Nos mecíamos en la hamaca cuando empezamos a escuchar la voz de la tormenta. Primero nos habló con sus truenos desde las cumbres del Monte Turrubares. Luego empezó el susurro de las hojas de almendros, mangos, nance y cenízaro mientras se mecían en el viento. En mi ensueño yo no distinguía si era voz de aire o agua. Pero pronto llegó el inconfundible canto de la lluvia tropical: suave primero, al caer las primeras gotas finas sobre las anchas hojas de los almendros; estrenduoso después, al derramarse la tormenta en chorros de agua fresca sobre piedra, tierra y follaje. El viento, más sutil, armonizaba con su murmullo entre las ramas de los robles.

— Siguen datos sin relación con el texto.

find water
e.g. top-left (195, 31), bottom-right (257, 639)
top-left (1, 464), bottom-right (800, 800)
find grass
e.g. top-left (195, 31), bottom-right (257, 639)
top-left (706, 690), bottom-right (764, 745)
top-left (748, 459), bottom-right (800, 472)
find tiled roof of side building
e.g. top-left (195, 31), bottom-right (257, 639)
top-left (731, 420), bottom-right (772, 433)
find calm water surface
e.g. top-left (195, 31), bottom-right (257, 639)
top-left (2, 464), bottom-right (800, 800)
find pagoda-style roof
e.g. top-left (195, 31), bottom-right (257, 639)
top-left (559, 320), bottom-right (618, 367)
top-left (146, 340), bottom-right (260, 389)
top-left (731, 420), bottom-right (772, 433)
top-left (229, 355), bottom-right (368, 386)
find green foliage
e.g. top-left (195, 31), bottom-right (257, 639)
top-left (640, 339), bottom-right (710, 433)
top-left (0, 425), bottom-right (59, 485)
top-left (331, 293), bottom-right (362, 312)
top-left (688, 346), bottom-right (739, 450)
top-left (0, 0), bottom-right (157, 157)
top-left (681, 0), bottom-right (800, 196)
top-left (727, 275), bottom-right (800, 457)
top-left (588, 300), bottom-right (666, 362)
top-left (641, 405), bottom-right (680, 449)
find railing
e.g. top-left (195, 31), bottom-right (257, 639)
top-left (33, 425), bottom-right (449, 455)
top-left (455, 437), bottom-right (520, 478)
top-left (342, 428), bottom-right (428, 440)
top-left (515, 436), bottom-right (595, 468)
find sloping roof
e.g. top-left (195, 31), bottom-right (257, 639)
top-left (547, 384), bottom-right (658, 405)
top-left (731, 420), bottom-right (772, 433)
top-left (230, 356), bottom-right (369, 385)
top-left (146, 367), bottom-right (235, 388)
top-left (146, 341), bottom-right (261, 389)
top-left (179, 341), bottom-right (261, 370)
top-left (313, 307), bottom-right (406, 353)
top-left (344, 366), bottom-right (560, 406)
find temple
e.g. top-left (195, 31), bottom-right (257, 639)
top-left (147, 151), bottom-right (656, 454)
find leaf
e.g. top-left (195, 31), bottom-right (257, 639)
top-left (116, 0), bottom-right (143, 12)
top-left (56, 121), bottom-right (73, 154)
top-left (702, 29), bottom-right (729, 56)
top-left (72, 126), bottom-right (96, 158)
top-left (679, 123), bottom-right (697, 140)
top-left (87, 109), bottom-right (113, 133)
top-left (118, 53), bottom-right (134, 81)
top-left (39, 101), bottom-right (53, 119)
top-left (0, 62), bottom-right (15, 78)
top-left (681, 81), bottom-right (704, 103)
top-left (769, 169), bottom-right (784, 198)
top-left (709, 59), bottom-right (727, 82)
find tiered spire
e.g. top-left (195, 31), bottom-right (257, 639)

La voz de viento y agua me recordó nuestra caminata tribal hasta la catarata del río Tarcolitos, hace una semana. Primero nos susurró el viento al mecer hojas y ramas de los gigantes de la montaña. Luego nos invocó el río con su murmullo al correr por su cauce en el cañón. Y finalmente nos cantó la cascada al precipitarse el torrente del río a lo largo de trescientos metros de paredes y terrazas de roca maciza.
Entonces nos paramos frente a la cascada a dejar que su voz de viento y agua alimentara nuestro espíritu. Hoy nos mecimos en la hamaca mientras la tormenta revitalizaba nuestro ser con esa misma voz de agua que fluye y se adapta y aire que va y viene con libertad.